Roughly 91% of WHEN-VALIDATE-ITEM triggers fall into clean patterns that translate automatically. The remaining 9% need review. Knowing which 9% before the project starts is the difference between a predictable timeline and a quarterly slip.

Preserving semantics the compiler can’t see

The hardest rules are the ones that depend on Oracle Forms’ execution model. A WHEN-VALIDATE-ITEM only fires when the item has changed — not on every save, not on query results, not on programmatic assignment. Getting this wrong means validators fire too often and break workflows that used to work.

We mirror the Forms semantics explicitly. The validator runtime tracks per-field dirty state, suppresses validation during query population, and honors the original trigger hierarchy (item, block, form).
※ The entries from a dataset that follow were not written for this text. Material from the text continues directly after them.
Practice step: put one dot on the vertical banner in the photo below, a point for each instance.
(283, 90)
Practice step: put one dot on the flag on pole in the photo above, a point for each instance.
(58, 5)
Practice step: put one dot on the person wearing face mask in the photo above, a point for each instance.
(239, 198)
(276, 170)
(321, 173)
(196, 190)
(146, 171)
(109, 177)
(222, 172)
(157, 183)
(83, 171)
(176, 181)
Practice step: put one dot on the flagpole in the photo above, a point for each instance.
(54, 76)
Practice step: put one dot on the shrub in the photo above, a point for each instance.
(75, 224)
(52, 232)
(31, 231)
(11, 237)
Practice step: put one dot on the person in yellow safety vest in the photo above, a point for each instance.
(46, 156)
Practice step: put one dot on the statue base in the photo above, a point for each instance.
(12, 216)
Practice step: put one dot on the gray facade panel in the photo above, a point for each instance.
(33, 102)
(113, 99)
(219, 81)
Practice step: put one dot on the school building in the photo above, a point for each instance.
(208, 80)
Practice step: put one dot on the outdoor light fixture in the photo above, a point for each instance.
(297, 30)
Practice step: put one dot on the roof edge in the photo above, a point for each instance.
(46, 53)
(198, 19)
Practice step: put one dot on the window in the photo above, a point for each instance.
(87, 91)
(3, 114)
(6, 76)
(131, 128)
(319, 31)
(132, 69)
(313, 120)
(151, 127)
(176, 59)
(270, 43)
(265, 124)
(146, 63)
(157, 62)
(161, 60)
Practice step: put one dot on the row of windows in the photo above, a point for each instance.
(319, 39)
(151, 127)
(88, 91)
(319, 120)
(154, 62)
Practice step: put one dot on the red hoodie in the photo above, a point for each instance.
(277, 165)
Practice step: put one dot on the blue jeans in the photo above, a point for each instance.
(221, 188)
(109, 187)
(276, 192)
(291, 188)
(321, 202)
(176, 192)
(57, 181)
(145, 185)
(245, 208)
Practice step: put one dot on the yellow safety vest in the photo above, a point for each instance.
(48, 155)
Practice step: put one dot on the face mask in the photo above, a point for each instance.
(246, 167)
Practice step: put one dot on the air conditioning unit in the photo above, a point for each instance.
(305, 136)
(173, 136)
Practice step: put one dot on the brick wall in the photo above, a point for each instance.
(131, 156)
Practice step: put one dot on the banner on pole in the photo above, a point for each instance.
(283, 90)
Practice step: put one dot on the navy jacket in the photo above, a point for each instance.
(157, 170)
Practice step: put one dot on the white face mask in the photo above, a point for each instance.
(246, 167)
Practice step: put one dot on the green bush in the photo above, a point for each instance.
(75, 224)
The translated rule is identical; the runtime that invokes it is what matches behavior.

Testing the translation

Every migrated validator gets two tests automatically: one generated from the original PL/SQL control flow, and one captured from production traffic against the legacy system. The second matters more. We replay six months of real form submissions through both the old and new validators and compare outcomes. Any divergence is a defect.

On the last four projects, this replay caught between 14 and 71 defects per 1,000 triggers — almost all in the messy-case patterns above.

The takeaway

WHEN-VALIDATE-ITEM is where 25 years of institutional knowledge lives. Translating it to TypeScript is not a syntactic exercise — it’s a semantic one, and the semantics depend on Forms’ execution model as much as on the code itself. The migrations that preserve business rules cleanly are the ones that split pure validation from data access, mirror the original execution model, and replay real traffic before cutover. That mechanical preservation is the whole argument behind structured migration as a third way between manual rewrites and code translation.